This week the news pieces I'm following at work are all about shutdowns and bankruptcies, except for one rather overwhelming brief about a man who fell into some industrial machinery and was minced up so quickly and completely his colleagues had no idea where he'd got to. It's been that way for awhile at work. All doom and gloom. And the multinationals are the worst - the companies whose operations relied on high levels of credit and liquidity - those are the ones dwindling and shutting down and going bankrupt the fastest. It's broken. The financial and economic system is broken. That's been clear to me since I started writing about it, since I understood the frenetic and brainless rhythm at which decisions are made and administrators are rewarded by shareholders. Our way of doing things, financially, economically, is broken,and it was never a frightfully good idea, and frankly it's amazing it's worked in the chaotic, shaky way it has for so long, although it's worth remembering that bankruptcies and struggles were common enough at the so-called best of times.

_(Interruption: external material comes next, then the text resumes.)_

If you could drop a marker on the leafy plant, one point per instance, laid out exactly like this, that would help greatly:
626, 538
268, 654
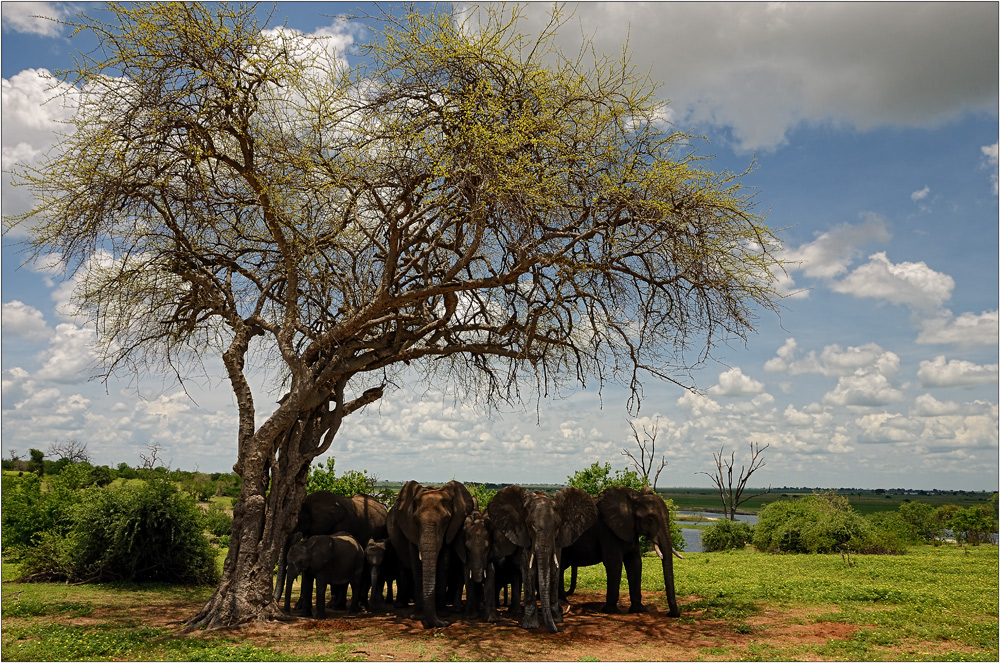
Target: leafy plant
726, 535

And throwing public money at something broken so badly has no chance of fixing it, at least in the way it's been done, but that's not the point anyways. More situations like Belgium's - where I know I'll still be solvent if I lose my job, where I'm not scared of the future like an American, a Brit, a Canadian, or most non-European participants in our economy who'll get two weeks pay and a slap on the ass if they get fired, and who fucking well know it - might make more people less nervous about spending money and cashing up the gears of our economy. But the powers-that-be in America, Britain, and here in Europe too have decided reassuring consumers is ass-backwards, and it's best to reassure banks and business instead - bribing them, they suggest to the public, to not fire all us plebs out here; bribing them to keep the economy afloat.
But it's bullshit, isn't it? The banks and businesses can't keep our economy afloat, and they're the ones who torpedoed it in the first place, and they're the ones who'd like us plebs to cost rather less as employees, or who'd like us to stop being employees in favor of some nice cheap Asians. The fact is every major government initiative to deal with the crisis in the Western world has centered around bolstering institutions in such a way that inflation doesn't run wild (which would probably be the effect of directly reassuring us plebs by improving unemployment insurance or welfare programmes) and investors know they can get their money back. That is: every major government initiative to deal with the crisis in the Western world has centred around wealth protection. Which leaves us poor motherfuckers who aren't wealthy rather in the lurch.
But enough with the woe-is-us. Wealth protection has got to be such a big issue not just because of the super-rich, because of the more direct participants in the broken economic system, but because governments and large businesses too incompetent and short-term to do it themselves have successfully pushed us plebs to plan for our retirement by sinking our savings into the stock market, and not to rely on government pensions or work pensions. So if wealth isn't protected, a generation of baby boomers will have to suck straight from the tit of the public purse in their useless twilight years, and considering the shoddiness of the governments we're saddled with these days that's sure to be utterly cocked up in a way that will have dire social consequences.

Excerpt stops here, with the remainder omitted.